Experimental validation of the neutron transport within a AlF3 and MgF2 neutron moderators for medical applications

At present, the design of a clinical BNCT facility based on a 5 MeV, 30 mA radio frequency quadrupole proton accelerator is underway in Italy, in the frame of the ANTHEM project, and requires an accurate determination of the materials to be used in the Beam Shaping Assembly.

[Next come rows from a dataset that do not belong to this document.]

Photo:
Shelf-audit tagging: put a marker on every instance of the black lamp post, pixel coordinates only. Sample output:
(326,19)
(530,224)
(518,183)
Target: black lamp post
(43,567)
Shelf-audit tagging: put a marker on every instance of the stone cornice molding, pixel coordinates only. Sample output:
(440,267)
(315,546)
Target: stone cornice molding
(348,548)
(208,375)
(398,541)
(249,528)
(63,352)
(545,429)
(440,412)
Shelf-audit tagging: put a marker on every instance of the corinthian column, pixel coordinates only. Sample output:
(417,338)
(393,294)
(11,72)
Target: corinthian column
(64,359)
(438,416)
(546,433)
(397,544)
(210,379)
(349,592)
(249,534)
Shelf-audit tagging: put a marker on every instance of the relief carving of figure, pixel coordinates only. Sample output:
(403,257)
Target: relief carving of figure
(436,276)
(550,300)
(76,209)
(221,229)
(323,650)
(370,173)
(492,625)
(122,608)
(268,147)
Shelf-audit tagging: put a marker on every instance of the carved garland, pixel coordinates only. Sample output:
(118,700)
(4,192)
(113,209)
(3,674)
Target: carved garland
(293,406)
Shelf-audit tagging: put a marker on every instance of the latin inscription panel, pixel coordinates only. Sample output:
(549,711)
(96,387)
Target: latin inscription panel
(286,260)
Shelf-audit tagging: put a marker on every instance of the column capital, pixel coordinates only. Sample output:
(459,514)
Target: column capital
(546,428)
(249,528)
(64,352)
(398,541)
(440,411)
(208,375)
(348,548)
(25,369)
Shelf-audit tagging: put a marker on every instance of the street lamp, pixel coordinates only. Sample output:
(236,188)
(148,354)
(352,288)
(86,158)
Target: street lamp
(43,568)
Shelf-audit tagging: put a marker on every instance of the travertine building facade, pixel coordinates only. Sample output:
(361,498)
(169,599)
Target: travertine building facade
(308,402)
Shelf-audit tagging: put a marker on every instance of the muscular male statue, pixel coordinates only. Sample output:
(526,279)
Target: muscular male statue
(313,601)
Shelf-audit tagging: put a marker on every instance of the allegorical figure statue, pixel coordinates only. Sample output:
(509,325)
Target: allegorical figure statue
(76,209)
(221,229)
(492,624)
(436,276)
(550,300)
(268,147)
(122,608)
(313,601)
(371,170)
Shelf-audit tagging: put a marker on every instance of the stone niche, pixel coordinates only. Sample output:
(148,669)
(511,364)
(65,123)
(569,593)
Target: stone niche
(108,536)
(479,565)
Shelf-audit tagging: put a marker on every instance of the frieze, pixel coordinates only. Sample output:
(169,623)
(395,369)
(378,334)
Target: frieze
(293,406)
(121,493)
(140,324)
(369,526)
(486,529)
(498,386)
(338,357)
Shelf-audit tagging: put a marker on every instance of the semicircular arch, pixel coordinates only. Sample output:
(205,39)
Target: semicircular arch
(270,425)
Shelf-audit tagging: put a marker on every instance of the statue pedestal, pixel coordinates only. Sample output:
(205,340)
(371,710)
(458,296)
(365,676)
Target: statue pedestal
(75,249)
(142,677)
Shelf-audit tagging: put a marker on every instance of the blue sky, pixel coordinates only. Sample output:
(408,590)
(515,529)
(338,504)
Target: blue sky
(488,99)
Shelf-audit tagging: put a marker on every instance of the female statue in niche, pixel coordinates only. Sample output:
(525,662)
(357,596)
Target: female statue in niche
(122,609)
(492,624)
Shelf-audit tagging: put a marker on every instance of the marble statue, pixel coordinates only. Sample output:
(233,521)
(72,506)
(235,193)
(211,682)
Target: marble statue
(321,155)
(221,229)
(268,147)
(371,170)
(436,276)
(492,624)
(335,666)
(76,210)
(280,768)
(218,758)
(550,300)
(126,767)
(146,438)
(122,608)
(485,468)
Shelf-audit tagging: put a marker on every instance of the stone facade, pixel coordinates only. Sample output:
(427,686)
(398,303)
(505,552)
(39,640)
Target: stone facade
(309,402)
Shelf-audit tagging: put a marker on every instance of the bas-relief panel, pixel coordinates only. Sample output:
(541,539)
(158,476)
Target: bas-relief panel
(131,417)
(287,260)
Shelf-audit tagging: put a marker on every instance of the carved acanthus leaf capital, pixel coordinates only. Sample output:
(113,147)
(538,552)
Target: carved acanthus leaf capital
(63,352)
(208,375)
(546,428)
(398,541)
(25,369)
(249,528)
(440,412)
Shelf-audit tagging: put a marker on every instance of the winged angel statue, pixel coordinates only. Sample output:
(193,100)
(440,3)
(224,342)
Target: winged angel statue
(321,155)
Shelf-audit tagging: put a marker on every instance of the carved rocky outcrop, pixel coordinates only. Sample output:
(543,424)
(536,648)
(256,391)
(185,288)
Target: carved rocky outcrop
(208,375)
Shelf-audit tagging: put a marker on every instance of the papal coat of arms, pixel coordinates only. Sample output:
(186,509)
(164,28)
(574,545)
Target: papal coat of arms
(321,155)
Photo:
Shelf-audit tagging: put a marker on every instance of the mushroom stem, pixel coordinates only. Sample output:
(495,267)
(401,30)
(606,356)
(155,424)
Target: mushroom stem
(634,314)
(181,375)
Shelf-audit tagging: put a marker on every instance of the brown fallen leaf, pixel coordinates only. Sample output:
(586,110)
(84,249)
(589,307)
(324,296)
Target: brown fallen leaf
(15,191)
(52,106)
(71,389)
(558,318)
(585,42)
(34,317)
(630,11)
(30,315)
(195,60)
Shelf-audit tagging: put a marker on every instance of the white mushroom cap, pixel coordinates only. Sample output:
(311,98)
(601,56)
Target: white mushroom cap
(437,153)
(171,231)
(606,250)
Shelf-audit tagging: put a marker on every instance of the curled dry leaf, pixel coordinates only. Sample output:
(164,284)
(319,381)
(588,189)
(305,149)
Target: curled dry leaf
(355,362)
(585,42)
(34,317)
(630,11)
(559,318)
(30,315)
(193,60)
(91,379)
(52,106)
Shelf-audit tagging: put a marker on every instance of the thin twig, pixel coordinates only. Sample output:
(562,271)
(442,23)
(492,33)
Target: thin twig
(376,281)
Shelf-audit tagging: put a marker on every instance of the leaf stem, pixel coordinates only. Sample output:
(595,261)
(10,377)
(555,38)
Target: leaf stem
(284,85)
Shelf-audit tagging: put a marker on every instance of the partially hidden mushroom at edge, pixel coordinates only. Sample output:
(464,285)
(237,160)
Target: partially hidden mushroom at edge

The interaction of protons with a beryllium target produces a high flux of neutrons, which are then filtered, moderated and collimated to ensure the desired clinical beam. Here we propose an experimental characterization of Li-containing AlF3, AlF3 and MgF2 moderators at the VESUVIO spectrometer, in order to extensively characterize the neutron transport properties in the moderator and benchmark Monte Carlo simulations. In particular, we plan to use neutron transmission to obtain the total cross section of the moderating material over a wide neutron energy range, from meV to keV energies, together with neutron diffraction and elemental analyses investigation. Finally, deep inelastic neutron scattering will provide a determination of the nuclear kinetic energy of fluorine, which represents a useful parameter in the approximation of thermal scattering laws at thermal-to-epithermal neutron energies in the free-gas model of neutron simulations. Experiments will be performed within the range of operating temperatures, between 373K and room temperature, as well as base temperature, to better assess the importance of zero-point energies.